Le tar a été partiellement corrigé dans ma version (avant il parait que c'était pire et que même les liens symboliques sautaient).

Le problème de chroot semble avoir été corrigé depuis, malheureusement je n'ai pas la version insider de Windows.

Je vais encore essayer quelques trucs ... 

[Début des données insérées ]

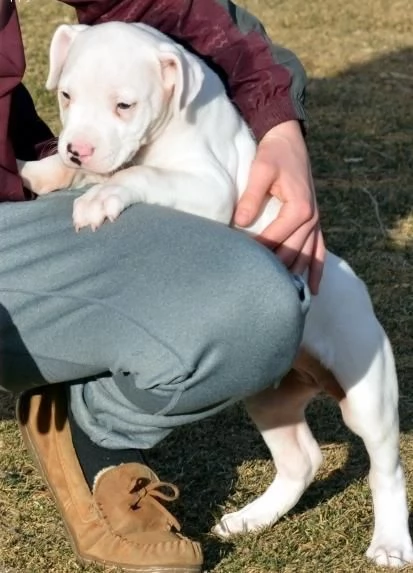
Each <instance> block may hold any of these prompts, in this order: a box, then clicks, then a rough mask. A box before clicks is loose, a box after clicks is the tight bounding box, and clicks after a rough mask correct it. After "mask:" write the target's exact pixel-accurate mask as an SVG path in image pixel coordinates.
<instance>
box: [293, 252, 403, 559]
mask: <svg viewBox="0 0 413 573" xmlns="http://www.w3.org/2000/svg"><path fill="white" fill-rule="evenodd" d="M323 289H324V291H323ZM304 346H305V347H306V348H307V349H309V350H310V352H311V354H313V355H316V356H318V357H319V358H320V359H321V360H322V361H323V362H324V364H325V365H326V366H327V367H328V368H329V369H330V370H331V371H332V372H333V373H334V375H335V377H336V379H337V380H338V382H339V384H340V385H341V387H342V389H343V391H344V394H345V397H344V398H343V399H342V400H341V401H340V406H341V410H342V414H343V419H344V421H345V423H346V424H347V426H348V427H349V428H350V429H351V430H352V431H353V432H354V433H355V434H357V435H358V436H360V437H361V438H362V440H363V441H364V444H365V446H366V449H367V451H368V454H369V457H370V473H369V482H370V486H371V490H372V495H373V507H374V532H373V539H372V542H371V544H370V547H369V549H368V551H367V555H368V557H370V558H371V559H373V560H374V561H375V562H376V564H378V565H387V566H392V567H400V566H403V565H404V564H406V563H411V562H413V547H412V542H411V538H410V534H409V529H408V509H407V500H406V487H405V480H404V473H403V469H402V466H401V462H400V454H399V417H398V383H397V374H396V369H395V364H394V358H393V353H392V349H391V346H390V342H389V340H388V338H387V336H386V334H385V332H384V330H383V328H382V327H381V325H380V323H379V322H378V320H377V318H376V316H375V314H374V310H373V308H372V304H371V301H370V297H369V295H368V292H367V289H366V288H365V286H364V284H363V282H362V281H361V280H360V279H358V278H357V276H356V275H355V274H354V273H353V272H352V270H351V269H350V267H348V265H347V264H346V263H345V262H344V261H340V260H339V259H337V258H336V257H333V256H332V255H329V258H328V264H327V265H326V274H325V277H324V278H323V283H322V288H321V291H320V296H319V297H315V298H314V300H313V304H312V305H311V308H310V312H309V315H308V317H307V322H306V327H305V331H304Z"/></svg>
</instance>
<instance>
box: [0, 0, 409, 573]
mask: <svg viewBox="0 0 413 573" xmlns="http://www.w3.org/2000/svg"><path fill="white" fill-rule="evenodd" d="M245 4H246V5H247V6H248V7H249V8H250V9H251V10H252V11H254V12H255V13H256V14H257V15H259V16H260V17H261V18H262V19H263V20H264V22H265V24H266V26H267V28H268V30H269V32H270V33H271V36H272V37H273V38H274V39H275V40H276V41H278V42H280V43H284V44H286V45H288V46H289V47H291V48H292V49H294V50H295V51H296V52H297V53H298V54H299V55H300V57H301V58H302V60H303V62H304V63H305V65H306V68H307V70H308V73H309V76H310V78H311V83H310V87H309V101H308V109H309V113H310V132H309V145H310V148H311V153H312V158H313V166H314V173H315V177H316V181H317V187H318V195H319V200H320V204H321V209H322V216H323V222H324V228H325V231H326V236H327V239H328V244H329V246H330V248H331V249H333V250H335V251H337V252H338V253H340V254H341V255H343V256H345V257H346V258H347V259H348V260H349V261H351V263H352V264H353V266H354V267H355V268H356V269H357V271H358V272H359V273H360V274H361V276H363V278H364V279H365V280H366V282H367V283H368V285H369V287H370V289H371V293H372V297H373V299H374V303H375V305H376V309H377V313H378V315H379V316H380V318H381V319H382V321H383V323H384V325H385V327H386V328H387V330H388V332H389V335H390V338H391V340H392V342H393V345H394V349H395V353H396V357H397V362H398V367H399V374H400V385H401V397H402V399H401V427H402V455H403V458H404V463H405V466H406V471H407V481H408V487H409V491H410V494H411V493H412V492H413V475H412V474H413V438H412V435H411V432H412V425H413V422H412V420H413V395H412V392H411V389H410V384H411V382H412V378H413V353H412V350H413V341H412V332H413V324H412V314H413V297H412V285H413V268H412V264H413V257H412V243H413V215H412V209H411V206H412V191H413V169H412V168H413V161H412V138H413V106H412V96H413V36H412V34H411V30H412V28H413V12H412V10H411V2H410V0H392V2H389V1H388V0H366V1H365V2H360V1H359V0H346V1H344V0H313V1H312V2H307V3H304V2H301V0H288V1H287V0H277V1H275V0H250V1H249V2H245ZM19 8H20V14H21V19H22V24H23V30H24V37H25V43H26V47H27V59H28V70H27V79H26V81H27V84H28V85H29V86H30V89H31V91H32V93H33V94H34V96H35V98H36V101H37V102H38V104H39V109H40V111H41V112H42V114H43V116H44V117H45V118H46V119H47V120H48V121H50V122H51V123H52V125H53V126H55V127H56V125H57V124H56V113H55V105H54V102H53V99H51V98H50V96H48V95H46V94H45V93H44V90H43V87H42V85H43V83H44V80H45V77H46V59H47V56H46V51H47V45H48V42H49V38H50V35H51V31H52V30H53V28H54V27H55V25H56V24H57V23H59V22H62V21H64V20H67V19H70V18H71V17H72V15H71V12H70V11H69V10H67V9H66V8H65V7H63V6H62V5H61V4H59V3H58V2H52V1H49V0H32V1H31V2H24V1H23V0H22V1H21V2H20V4H19ZM10 418H12V401H11V400H10V399H9V398H5V399H3V398H2V399H1V401H0V419H3V421H1V422H0V478H1V481H0V534H1V537H0V571H1V572H2V573H4V572H6V571H8V572H10V573H11V572H19V573H31V572H34V573H37V572H56V573H68V572H73V571H87V572H89V573H92V572H97V571H100V569H99V568H98V567H94V566H90V567H87V568H82V567H81V566H80V565H78V564H77V563H76V561H75V559H74V558H73V555H72V552H71V550H70V547H69V545H68V542H67V540H66V538H65V535H64V531H63V527H62V524H61V522H60V519H59V517H58V515H57V513H56V510H55V508H54V505H53V503H52V502H51V500H50V498H49V496H48V493H47V491H46V490H45V488H44V486H43V484H42V482H41V480H40V478H39V476H38V474H37V472H36V471H35V470H34V468H33V466H32V464H31V462H30V460H29V458H28V457H27V455H26V453H25V451H24V449H23V447H22V444H21V441H20V438H19V435H18V432H17V430H16V426H15V423H14V421H13V420H11V419H10ZM309 420H310V423H311V426H312V427H313V429H314V432H315V434H316V436H317V438H318V439H319V440H320V442H321V443H322V445H323V450H324V454H325V463H324V465H323V467H322V469H321V471H320V472H319V474H318V476H317V481H316V482H315V483H314V485H313V486H312V487H311V488H310V489H309V491H308V492H307V493H306V494H305V496H304V497H303V499H302V501H301V502H300V503H299V505H298V506H297V508H295V509H294V510H293V511H292V512H291V513H290V514H289V516H288V517H287V518H285V519H283V520H282V521H281V522H280V523H279V524H278V525H277V526H276V527H275V528H273V529H271V530H267V531H265V532H263V533H261V534H260V535H257V536H247V537H245V538H239V539H236V540H234V541H233V542H231V543H222V542H220V541H218V540H217V539H215V538H213V537H212V536H210V535H209V534H208V530H209V527H210V526H211V524H212V523H213V521H214V517H215V516H216V515H217V514H220V513H221V511H222V509H223V508H226V509H228V508H230V507H237V506H239V505H240V504H242V503H245V502H246V501H247V500H249V499H251V498H252V497H253V496H254V495H255V493H256V489H257V484H259V485H258V487H259V489H260V490H263V489H264V487H265V486H266V485H267V484H268V483H269V482H270V480H271V477H272V468H271V464H270V463H269V460H268V454H267V452H266V450H265V448H264V447H263V445H262V443H261V441H260V439H259V437H258V436H257V435H256V433H255V431H254V430H253V428H252V427H251V425H250V424H249V422H248V421H247V420H246V418H245V416H244V415H243V413H242V412H241V411H240V410H239V409H237V408H235V409H233V410H232V411H229V412H227V413H226V414H225V415H222V416H220V417H218V418H216V419H214V420H209V421H206V422H204V423H203V424H199V425H197V426H193V427H191V428H190V429H185V430H183V431H181V432H177V433H176V434H175V435H174V436H173V438H172V439H169V440H167V441H166V442H165V443H163V444H162V445H161V447H159V448H157V449H156V451H154V452H152V454H151V458H152V462H153V464H154V466H155V467H156V468H157V469H158V471H159V472H160V473H162V476H163V477H164V478H165V479H176V480H177V481H178V483H179V484H180V485H181V486H182V489H183V497H182V501H181V502H180V506H179V508H178V511H179V513H180V514H181V516H182V517H183V521H184V524H185V530H186V531H187V532H188V533H189V534H191V535H193V536H196V537H197V538H199V539H201V540H202V541H203V543H204V547H205V551H206V567H207V570H208V571H209V572H211V573H212V572H214V573H218V572H219V573H270V572H271V573H275V572H285V573H306V572H308V573H313V572H314V571H316V572H318V571H325V572H327V573H330V572H331V573H349V572H351V573H358V572H360V573H370V572H373V571H376V570H377V571H378V570H379V569H376V568H375V567H373V566H372V565H370V564H369V563H367V561H366V560H365V559H364V556H363V553H364V551H365V549H366V547H367V545H368V543H369V537H370V535H371V524H372V510H371V503H370V496H369V492H368V488H367V484H366V479H365V478H366V471H367V467H368V464H367V458H366V455H365V453H364V450H363V448H362V446H361V444H360V442H359V441H358V440H357V439H356V438H354V437H353V436H352V435H350V433H349V432H348V431H346V430H345V429H344V428H343V426H342V424H341V421H340V417H339V414H338V411H337V409H336V408H335V407H334V406H333V405H332V404H330V403H329V402H325V401H317V402H316V403H315V404H313V405H312V407H311V409H310V412H309ZM188 431H190V432H191V440H190V445H189V446H188V442H189V441H188V439H187V432H188ZM183 441H184V443H185V448H183V447H182V443H183ZM2 567H3V568H2ZM406 570H411V571H413V568H406Z"/></svg>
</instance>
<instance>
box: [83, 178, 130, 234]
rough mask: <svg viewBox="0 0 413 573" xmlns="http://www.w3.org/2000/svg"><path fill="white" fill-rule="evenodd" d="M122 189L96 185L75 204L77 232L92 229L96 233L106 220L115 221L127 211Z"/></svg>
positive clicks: (101, 184)
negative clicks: (81, 229) (99, 227)
mask: <svg viewBox="0 0 413 573" xmlns="http://www.w3.org/2000/svg"><path fill="white" fill-rule="evenodd" d="M125 207H126V203H125V201H124V200H123V199H122V187H119V186H117V185H111V184H106V183H103V184H100V185H94V186H93V187H92V188H91V189H89V190H88V191H86V193H85V194H84V195H82V196H81V197H78V198H77V199H76V200H75V202H74V204H73V225H74V227H75V229H76V231H79V230H80V229H82V228H83V227H91V229H92V230H93V231H96V229H98V228H99V227H100V226H101V225H102V224H103V223H104V222H105V220H109V221H111V222H113V221H115V219H117V218H118V217H119V215H120V214H121V213H122V211H123V210H124V209H125Z"/></svg>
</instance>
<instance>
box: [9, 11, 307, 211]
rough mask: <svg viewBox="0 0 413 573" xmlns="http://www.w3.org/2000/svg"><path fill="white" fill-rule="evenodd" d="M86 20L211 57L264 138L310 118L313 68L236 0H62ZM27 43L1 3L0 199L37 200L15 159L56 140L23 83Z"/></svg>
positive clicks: (80, 15)
mask: <svg viewBox="0 0 413 573" xmlns="http://www.w3.org/2000/svg"><path fill="white" fill-rule="evenodd" d="M61 1H63V2H64V3H65V4H69V5H70V6H73V7H74V8H76V11H77V15H78V19H79V21H80V22H81V23H83V24H90V25H92V24H97V23H100V22H108V21H110V20H122V21H127V22H144V23H145V24H149V25H151V26H153V27H155V28H157V29H159V30H160V31H161V32H164V33H165V34H168V35H169V36H171V37H172V38H174V39H175V40H177V41H178V42H180V43H182V44H183V45H185V46H186V47H187V48H188V49H191V50H192V51H194V52H195V53H197V54H198V55H200V56H201V57H203V58H204V59H205V60H206V61H207V62H208V63H209V64H210V65H211V66H212V67H213V68H214V69H215V71H217V72H218V73H219V74H220V76H221V78H222V79H223V81H224V83H225V84H226V87H227V91H228V94H229V96H230V97H231V99H232V100H233V102H234V103H235V105H236V106H237V107H238V109H239V110H240V112H241V114H242V115H243V117H244V119H245V120H246V121H247V123H248V124H249V125H250V127H251V129H252V131H253V133H254V134H255V136H256V138H257V140H259V139H260V138H261V137H262V136H263V135H264V134H265V133H266V132H267V131H268V130H269V129H271V127H273V126H274V125H276V124H278V123H281V122H283V121H288V120H291V119H298V120H303V119H304V109H303V101H304V90H305V73H304V70H303V68H302V66H301V64H300V62H299V61H298V60H297V58H296V57H295V56H294V54H292V53H291V52H289V51H288V50H285V49H282V48H280V47H277V46H274V45H273V44H272V43H271V42H270V40H269V38H268V36H267V35H266V33H265V30H264V28H263V27H262V25H261V24H260V22H259V21H258V20H257V19H256V18H254V17H253V16H251V14H249V13H247V12H246V11H245V10H243V9H241V8H239V7H238V6H236V5H234V4H233V3H232V2H231V1H230V0H61ZM24 69H25V60H24V53H23V45H22V41H21V34H20V28H19V23H18V17H17V13H16V7H15V3H14V1H13V0H1V4H0V201H19V200H24V199H27V198H29V195H28V194H27V192H26V191H25V190H24V189H23V187H22V184H21V181H20V178H19V176H18V175H17V171H16V161H15V157H16V156H17V157H19V158H21V159H34V158H36V157H38V156H39V155H40V154H41V152H42V147H43V146H42V143H43V144H44V143H45V142H46V141H47V140H49V139H50V138H51V137H52V133H51V132H50V130H49V129H48V128H47V126H46V125H45V124H44V123H43V122H42V121H41V119H40V118H39V117H38V116H37V114H36V111H35V109H34V106H33V102H32V100H31V98H30V95H29V94H28V92H27V91H26V90H25V88H24V87H23V85H22V84H21V79H22V77H23V73H24Z"/></svg>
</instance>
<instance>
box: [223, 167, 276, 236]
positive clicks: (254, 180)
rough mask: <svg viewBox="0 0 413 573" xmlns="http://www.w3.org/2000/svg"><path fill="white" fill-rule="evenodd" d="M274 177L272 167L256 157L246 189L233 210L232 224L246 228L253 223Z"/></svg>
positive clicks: (274, 174)
mask: <svg viewBox="0 0 413 573" xmlns="http://www.w3.org/2000/svg"><path fill="white" fill-rule="evenodd" d="M276 175H277V173H276V170H275V168H274V166H272V165H270V164H268V163H267V162H265V161H262V160H260V159H259V156H257V159H255V161H253V163H252V165H251V170H250V174H249V179H248V185H247V188H246V190H245V191H244V193H243V194H242V196H241V198H240V200H239V201H238V204H237V206H236V208H235V213H234V222H235V224H236V225H239V226H240V227H246V226H247V225H249V224H250V223H252V222H253V220H254V219H255V217H256V216H257V215H258V213H259V212H260V209H261V207H262V204H263V201H264V199H265V197H266V195H267V194H268V192H269V190H270V188H271V186H272V185H273V183H274V180H275V179H276Z"/></svg>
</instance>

Des gens d'Arch seraient intéressés aussi  :Wink: 

Pour ceux qui voudraient en savoir plus :

https://blogs.msdn.microsoft.com/wsl/2016/04/22/windows-subsystem-for-linux-overview/

https://blogs.msdn.microsoft.com/wsl/Last edited by brokenHeart on Sat Nov 26, 2016 7:05 pm; edited 2 times in total

----------

## xaviermiller

Bonjour,

Je ne pense pas qu'on puisse faire un "chroot" pour le moment, il faudra travailler en mode "prefix", c'est-à-dire que Gentoo va être une couche sur l'environnement *NIX existant (en s'installant dans /usr/local).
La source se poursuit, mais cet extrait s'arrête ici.